The Chamber of Commerce and Industry Queensland says the announcement is a positive for business confidence, but the plan lacks detail for businesses moving forward.
Requirements for retailers and compliance with health directives are some of the concerns raised by the CCIQ.
"Businesses need to know what they're up against," CCIQ policy and advocacy manager Cherie Josephson said.
Firms need to know how mandatory vaccine rules for workplaces and business premises would be controlled, and if there would be changes to density limits and other compliance requirements.
Deputy Premier Steven Miles alluded to different rules for unvaccinated people in the state, saying their circumstances will vary from the inoculated population.
"There will be other freedoms that are only available to people who have been vaccinated," he said on Monday.
"We will work with industry and business but we expect that there will be some settings and venues that decide to be vaccinated only, and in return, they will have eased restrictions."
Venues which unvaccinated people can enter will change on December 17, he added, to protect the community as the Delta strain of COVID-19 eventually enters the state.
Chief Health Officer Jeanette Young suggested density restrictions could be removed if businesses allowed in only vaccinated patrons.

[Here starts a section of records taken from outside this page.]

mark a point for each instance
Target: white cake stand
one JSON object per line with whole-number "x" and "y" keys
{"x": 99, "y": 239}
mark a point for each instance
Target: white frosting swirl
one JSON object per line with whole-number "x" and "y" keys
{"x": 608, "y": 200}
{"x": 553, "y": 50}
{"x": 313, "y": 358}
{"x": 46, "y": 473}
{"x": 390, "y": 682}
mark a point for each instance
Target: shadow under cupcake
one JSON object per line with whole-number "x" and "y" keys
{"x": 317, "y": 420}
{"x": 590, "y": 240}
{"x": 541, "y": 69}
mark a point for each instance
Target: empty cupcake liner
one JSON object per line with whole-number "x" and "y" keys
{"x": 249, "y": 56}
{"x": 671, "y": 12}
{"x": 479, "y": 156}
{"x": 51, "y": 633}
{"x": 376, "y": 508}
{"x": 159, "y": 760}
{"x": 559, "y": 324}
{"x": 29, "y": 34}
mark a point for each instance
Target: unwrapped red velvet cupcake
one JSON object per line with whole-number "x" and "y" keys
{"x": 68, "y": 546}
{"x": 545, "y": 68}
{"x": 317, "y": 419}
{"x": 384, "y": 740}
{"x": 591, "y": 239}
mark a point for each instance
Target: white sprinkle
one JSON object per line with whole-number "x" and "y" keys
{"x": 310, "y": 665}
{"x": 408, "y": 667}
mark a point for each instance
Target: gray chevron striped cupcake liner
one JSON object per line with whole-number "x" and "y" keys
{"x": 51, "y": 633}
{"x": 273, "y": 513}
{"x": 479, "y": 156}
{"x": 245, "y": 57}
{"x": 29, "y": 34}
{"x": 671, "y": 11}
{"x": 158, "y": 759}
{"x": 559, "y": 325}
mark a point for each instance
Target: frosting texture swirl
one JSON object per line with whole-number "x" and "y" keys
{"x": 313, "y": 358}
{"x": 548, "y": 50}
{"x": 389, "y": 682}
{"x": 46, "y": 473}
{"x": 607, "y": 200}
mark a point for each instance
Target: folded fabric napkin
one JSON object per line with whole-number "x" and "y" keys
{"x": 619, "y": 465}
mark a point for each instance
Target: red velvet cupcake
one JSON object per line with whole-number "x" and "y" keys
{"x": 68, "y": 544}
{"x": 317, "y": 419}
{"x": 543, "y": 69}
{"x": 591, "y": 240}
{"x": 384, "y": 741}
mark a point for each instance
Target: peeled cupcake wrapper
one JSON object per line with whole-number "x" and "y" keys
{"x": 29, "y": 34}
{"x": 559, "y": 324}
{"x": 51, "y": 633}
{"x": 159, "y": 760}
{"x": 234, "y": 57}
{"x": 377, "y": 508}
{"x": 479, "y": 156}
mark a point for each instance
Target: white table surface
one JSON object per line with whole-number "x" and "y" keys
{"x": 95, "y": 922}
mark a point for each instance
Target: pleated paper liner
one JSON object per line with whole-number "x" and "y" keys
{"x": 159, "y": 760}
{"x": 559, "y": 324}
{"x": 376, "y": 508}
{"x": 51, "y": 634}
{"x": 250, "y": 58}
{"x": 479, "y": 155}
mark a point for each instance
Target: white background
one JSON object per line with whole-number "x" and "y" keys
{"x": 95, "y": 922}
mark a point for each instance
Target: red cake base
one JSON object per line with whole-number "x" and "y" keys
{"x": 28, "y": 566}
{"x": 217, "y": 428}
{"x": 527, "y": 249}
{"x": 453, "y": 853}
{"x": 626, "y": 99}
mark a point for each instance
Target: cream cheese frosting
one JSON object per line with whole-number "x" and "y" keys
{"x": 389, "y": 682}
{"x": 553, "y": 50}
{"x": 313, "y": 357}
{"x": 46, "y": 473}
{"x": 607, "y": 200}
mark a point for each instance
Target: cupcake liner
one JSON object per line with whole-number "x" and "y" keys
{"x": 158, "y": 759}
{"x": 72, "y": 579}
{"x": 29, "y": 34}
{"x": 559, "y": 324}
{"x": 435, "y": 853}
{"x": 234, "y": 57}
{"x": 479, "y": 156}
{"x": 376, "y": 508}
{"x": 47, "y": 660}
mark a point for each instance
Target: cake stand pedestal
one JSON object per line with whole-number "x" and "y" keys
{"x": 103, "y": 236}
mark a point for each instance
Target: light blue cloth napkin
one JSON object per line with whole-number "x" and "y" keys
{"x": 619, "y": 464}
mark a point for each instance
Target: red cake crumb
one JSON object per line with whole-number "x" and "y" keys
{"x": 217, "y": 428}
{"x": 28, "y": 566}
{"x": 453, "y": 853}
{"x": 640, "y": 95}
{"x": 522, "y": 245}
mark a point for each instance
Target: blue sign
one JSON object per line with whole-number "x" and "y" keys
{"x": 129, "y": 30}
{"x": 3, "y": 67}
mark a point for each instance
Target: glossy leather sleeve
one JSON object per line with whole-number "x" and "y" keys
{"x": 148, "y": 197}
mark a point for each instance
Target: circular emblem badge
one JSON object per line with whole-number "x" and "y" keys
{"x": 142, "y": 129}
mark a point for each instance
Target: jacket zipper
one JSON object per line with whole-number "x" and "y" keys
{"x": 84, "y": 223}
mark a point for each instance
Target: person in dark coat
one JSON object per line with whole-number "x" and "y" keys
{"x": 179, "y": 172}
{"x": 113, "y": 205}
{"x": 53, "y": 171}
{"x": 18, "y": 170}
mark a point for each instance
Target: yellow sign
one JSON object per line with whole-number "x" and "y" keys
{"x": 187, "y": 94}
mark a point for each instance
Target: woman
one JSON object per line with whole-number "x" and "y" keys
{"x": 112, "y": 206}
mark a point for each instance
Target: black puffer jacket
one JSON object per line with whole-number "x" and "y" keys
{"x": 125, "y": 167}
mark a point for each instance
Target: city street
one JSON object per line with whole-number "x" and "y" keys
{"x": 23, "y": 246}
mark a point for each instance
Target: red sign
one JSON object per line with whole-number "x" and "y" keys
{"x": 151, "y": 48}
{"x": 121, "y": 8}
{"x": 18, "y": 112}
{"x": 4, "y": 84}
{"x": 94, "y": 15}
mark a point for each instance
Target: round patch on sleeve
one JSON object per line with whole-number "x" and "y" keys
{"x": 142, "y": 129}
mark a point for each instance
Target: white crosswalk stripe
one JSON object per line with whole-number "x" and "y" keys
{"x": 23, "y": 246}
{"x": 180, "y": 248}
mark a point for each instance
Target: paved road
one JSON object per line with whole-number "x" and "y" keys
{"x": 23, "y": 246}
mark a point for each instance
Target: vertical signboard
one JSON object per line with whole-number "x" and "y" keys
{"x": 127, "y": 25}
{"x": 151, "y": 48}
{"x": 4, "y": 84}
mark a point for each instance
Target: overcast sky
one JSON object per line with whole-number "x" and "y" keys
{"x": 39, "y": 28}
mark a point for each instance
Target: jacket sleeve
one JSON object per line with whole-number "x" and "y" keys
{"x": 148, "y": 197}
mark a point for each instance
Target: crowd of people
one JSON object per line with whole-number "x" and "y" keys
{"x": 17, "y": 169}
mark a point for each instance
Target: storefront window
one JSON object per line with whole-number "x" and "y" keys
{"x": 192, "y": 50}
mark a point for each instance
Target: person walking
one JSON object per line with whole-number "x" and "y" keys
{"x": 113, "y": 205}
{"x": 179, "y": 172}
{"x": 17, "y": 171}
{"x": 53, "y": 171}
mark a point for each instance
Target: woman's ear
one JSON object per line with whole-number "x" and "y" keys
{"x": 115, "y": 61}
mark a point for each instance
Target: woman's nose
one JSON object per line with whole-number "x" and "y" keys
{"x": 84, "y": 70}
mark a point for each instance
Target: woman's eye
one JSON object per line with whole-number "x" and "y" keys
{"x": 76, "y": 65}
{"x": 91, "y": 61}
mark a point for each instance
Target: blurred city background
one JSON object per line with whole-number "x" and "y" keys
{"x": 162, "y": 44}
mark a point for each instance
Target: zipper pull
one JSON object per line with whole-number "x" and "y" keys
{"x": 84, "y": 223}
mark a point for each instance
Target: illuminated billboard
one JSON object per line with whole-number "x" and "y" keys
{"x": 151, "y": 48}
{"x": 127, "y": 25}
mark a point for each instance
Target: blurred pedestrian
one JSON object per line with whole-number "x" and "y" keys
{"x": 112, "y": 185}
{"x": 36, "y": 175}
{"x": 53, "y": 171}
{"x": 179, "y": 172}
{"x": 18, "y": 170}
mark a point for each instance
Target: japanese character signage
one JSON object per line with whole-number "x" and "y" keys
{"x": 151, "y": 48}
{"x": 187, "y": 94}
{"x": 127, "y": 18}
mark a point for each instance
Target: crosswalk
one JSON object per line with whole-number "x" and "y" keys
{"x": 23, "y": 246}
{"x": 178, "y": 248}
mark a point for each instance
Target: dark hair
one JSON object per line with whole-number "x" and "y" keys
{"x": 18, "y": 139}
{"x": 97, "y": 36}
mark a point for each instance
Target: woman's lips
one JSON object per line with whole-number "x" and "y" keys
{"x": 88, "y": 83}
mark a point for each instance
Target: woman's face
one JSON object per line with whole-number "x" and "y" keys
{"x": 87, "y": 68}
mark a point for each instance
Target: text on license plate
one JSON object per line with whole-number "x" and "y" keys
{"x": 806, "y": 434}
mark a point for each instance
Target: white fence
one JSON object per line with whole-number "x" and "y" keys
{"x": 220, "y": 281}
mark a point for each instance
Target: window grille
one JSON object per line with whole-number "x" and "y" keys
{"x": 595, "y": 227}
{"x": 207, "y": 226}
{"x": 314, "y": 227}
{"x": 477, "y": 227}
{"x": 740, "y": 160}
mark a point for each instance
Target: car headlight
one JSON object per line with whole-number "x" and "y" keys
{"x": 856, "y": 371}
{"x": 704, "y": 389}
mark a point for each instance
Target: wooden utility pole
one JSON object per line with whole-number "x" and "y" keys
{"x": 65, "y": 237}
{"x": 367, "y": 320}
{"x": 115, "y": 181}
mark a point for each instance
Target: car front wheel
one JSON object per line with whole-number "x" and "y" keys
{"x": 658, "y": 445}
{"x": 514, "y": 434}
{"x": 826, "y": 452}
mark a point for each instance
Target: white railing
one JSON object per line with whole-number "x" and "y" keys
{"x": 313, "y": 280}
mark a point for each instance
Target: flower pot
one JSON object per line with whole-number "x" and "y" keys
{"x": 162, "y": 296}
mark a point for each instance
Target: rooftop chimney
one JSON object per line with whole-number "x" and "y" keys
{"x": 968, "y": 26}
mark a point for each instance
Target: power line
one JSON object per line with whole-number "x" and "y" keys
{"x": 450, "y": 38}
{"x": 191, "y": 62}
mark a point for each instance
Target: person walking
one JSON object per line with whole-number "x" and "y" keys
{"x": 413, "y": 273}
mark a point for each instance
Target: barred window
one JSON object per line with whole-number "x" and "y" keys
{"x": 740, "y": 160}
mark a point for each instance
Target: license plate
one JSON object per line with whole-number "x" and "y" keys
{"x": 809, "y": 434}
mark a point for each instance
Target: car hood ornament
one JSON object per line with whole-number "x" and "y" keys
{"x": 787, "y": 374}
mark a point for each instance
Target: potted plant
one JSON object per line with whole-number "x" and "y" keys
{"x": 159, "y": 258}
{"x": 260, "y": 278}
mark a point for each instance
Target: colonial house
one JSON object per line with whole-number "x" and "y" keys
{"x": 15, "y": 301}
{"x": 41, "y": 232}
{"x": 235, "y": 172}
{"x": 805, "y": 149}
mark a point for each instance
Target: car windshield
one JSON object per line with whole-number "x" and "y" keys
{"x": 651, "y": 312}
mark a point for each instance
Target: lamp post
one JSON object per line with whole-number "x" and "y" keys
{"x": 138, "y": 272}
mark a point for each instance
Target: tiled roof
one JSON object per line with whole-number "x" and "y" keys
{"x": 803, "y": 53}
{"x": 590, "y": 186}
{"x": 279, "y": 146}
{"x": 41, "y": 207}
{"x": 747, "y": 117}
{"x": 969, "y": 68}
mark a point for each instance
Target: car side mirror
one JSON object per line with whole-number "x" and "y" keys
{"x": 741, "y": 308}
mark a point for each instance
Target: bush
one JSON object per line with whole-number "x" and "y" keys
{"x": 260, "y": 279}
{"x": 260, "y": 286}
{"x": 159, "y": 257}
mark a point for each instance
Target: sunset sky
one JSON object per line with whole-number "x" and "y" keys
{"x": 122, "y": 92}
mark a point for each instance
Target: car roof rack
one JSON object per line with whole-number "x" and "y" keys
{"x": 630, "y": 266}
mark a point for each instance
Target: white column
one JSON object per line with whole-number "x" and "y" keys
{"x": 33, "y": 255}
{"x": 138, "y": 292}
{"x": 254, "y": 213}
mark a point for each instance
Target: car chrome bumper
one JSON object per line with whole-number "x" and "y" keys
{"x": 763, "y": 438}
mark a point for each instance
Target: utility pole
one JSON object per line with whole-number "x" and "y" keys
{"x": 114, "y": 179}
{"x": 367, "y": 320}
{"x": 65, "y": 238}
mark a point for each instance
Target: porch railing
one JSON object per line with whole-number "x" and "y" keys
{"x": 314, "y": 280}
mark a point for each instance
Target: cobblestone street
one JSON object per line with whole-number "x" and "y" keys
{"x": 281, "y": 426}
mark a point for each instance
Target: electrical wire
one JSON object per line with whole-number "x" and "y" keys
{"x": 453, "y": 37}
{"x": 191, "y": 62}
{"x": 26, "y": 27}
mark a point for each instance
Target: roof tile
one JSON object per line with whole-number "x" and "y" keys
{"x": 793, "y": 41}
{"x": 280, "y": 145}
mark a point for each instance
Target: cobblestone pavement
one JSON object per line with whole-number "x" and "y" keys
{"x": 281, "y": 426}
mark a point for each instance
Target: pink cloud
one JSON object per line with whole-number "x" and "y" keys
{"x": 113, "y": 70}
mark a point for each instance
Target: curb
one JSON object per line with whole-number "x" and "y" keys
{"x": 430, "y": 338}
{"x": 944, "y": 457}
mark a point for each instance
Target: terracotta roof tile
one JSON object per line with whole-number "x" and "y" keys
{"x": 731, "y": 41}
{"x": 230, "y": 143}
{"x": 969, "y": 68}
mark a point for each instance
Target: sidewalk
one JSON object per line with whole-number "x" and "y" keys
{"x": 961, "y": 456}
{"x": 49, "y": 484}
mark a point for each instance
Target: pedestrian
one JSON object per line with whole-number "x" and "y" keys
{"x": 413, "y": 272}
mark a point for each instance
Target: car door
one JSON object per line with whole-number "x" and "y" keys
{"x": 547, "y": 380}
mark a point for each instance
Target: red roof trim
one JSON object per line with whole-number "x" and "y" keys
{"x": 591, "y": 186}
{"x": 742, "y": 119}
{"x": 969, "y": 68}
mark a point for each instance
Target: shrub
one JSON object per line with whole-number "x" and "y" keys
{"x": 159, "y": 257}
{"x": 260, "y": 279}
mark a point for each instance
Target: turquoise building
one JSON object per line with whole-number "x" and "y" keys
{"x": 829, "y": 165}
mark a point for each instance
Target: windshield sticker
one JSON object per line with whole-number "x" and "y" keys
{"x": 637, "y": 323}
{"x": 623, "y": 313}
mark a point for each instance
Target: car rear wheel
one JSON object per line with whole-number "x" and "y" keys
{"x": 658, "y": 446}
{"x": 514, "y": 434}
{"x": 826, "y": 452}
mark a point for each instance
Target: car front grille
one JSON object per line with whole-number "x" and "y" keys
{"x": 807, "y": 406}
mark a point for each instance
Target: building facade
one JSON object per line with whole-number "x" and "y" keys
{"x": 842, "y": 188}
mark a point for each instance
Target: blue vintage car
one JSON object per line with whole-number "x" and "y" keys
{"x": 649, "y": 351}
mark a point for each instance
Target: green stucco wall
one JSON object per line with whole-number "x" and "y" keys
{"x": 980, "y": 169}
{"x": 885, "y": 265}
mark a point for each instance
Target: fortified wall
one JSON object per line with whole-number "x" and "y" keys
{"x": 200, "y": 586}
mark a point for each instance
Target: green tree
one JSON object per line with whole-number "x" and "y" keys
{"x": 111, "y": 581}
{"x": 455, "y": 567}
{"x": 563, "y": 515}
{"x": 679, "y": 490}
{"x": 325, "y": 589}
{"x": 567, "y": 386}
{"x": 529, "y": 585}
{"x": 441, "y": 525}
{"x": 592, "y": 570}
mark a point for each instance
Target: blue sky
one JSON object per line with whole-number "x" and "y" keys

The government also announced no further federal support for impacted businesses once the state reaches its 80 per cent vaccination target.
Treasurer Cameron Dick said the federal government has been "abundantly clear" that financial and income support will disappear when they hit 80 per cent.
Queensland's reopening plan was welcomed by opposition leader David Crisafulli, who affirmed his stance on wanting a clear roadmap out of the pandemic.
"This is exactly what we have been standing with Queenslander's asking for, and that is some certainty on the border reopening," he told reporters.
The Opposition would continue asking about the plan's implications for small businesses, live music venues, home visits and church services, Mr Crisafulli said.